They say it a lot, in that things made in the past were made better than things today.
leopardboy
If scraping is against their terms of service (and it probably is), then it doesn't seem like much of a legal gray zone to me. I think they would sue the people running the scrapers.
I used to work for a company that was constantly fighting scrapers. They loved our data! I have no idea how successful the bad guys were at doing it, but there were ways we could slow it down, block it, etc. Also, if you spend enough money with your CDN, there are lots of ways to deal with bots and scrapers. None of it is 100% effective, but you can sure make it a pain in the ass for your casual Lemmy admin.
I say we make our own content here, instead of pulling it from Reddit.
I didn't have this problem with Mastodon, but totally had it with Pixelfed. I don't think Pixelfed, at least at that time, supported relays. I scraped around pixelfed.social to find people to follow because I had an account there. It didn't seem possible at the time to see profiles on public servers, without having an account, so it was hard finding people. It was something I was used to do doing on Mastodon. In the end, I didn't have a positive experience running my own Pixelfed instance, and just decided to use pixelfed.social.
I do follow the developer and he's been making a lot of great progress. I've got the mobile app, and it's quite decent.
Basically just the hastle of maintaining and hosting it. My ideal situation would be an instance with a few people, where we can share some of the burden, and perhaps cost. But maybe that has its own headaches when there is a falling out etc.
All very good points. I wouldn't mind sharing the costs and burden with some folks, but I'm pretty happy just maintaining it myself. Again, for me, it's something I enjoy doing.
There are also other drawbacks with your own Mastodon instance in terms of discovering new people, as a lot of those tools are geared towards the server scope, and Mastodon prohibits a full index search.
I never really had that problem, but then I started out on other Mastodon instances and just migrated my account around until I ended up on my own personal instance. I also participate in several relays, which helps a lot. In the end, I've also spent time looking at the public feeds on other servers and browsing their profiles to find people. Another thing I did was participate in conversations, which was a good way to get mutual followers.
With that being said, I don't follow a ton of people either. I read my entire timeline, chronologically, so I keep it pretty tailored. I disable boosts and mute/unfollow people often.

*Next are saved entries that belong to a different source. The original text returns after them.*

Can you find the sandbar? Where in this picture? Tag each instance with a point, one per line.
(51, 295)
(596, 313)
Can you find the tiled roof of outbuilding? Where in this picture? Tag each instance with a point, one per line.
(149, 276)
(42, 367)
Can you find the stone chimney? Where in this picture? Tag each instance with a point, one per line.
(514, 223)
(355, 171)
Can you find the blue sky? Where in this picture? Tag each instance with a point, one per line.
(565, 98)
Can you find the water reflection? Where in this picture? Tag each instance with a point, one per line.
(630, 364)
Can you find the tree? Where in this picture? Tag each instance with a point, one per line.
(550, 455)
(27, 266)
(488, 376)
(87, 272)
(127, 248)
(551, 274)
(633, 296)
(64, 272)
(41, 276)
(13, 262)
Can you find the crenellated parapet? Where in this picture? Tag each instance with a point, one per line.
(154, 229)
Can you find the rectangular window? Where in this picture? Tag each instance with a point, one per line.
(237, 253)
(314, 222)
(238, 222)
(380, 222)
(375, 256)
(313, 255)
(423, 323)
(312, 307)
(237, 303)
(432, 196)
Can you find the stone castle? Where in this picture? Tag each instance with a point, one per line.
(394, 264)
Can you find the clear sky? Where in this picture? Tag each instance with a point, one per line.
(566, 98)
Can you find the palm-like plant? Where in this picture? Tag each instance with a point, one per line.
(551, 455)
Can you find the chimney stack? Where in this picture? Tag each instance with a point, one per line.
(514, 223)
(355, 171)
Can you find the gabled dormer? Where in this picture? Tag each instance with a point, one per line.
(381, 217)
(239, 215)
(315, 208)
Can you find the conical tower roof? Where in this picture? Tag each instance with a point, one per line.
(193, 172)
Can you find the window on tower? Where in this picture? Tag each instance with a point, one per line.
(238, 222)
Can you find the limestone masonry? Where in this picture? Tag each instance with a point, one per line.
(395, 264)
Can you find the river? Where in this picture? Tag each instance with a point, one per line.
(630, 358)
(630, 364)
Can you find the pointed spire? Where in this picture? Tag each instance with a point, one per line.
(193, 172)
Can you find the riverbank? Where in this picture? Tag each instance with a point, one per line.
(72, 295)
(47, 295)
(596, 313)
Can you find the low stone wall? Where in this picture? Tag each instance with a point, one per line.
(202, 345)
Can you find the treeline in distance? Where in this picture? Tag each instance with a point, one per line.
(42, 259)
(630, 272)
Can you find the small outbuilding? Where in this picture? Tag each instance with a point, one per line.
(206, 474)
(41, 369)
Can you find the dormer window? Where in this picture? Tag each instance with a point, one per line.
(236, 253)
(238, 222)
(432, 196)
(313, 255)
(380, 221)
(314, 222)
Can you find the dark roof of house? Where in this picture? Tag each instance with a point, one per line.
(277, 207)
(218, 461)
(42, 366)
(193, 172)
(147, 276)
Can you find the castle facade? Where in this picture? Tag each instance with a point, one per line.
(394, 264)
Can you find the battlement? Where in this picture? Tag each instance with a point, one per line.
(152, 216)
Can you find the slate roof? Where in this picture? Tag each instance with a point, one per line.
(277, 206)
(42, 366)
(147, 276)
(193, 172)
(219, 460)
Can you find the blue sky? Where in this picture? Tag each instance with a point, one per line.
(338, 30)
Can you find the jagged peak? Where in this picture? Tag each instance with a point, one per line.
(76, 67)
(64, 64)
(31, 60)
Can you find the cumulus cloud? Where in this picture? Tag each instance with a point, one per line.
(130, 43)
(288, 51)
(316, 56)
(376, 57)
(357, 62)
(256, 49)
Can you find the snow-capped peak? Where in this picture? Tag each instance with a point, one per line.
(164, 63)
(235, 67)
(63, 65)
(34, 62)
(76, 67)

I actually don’t know what the Lemmy policy is on indexing, but a way to search the entire Fediverse (or at least large parts of it) would help tremendously in popularizing it, I think. I understand why indexing would be blocked, but that seems a lot like security by obscurity to me, which I don’t think works very well.
Lemmy indexes everything on the server, as far as I know, which means you should be able to find local content and content federated to the instance.
Well, an instance is only going to have access to the data that's federated to it, which I'm pretty sure was the same situation with Usenet.
It sounds like your issue has to do with Mastodon's lack of full-text search, perhaps?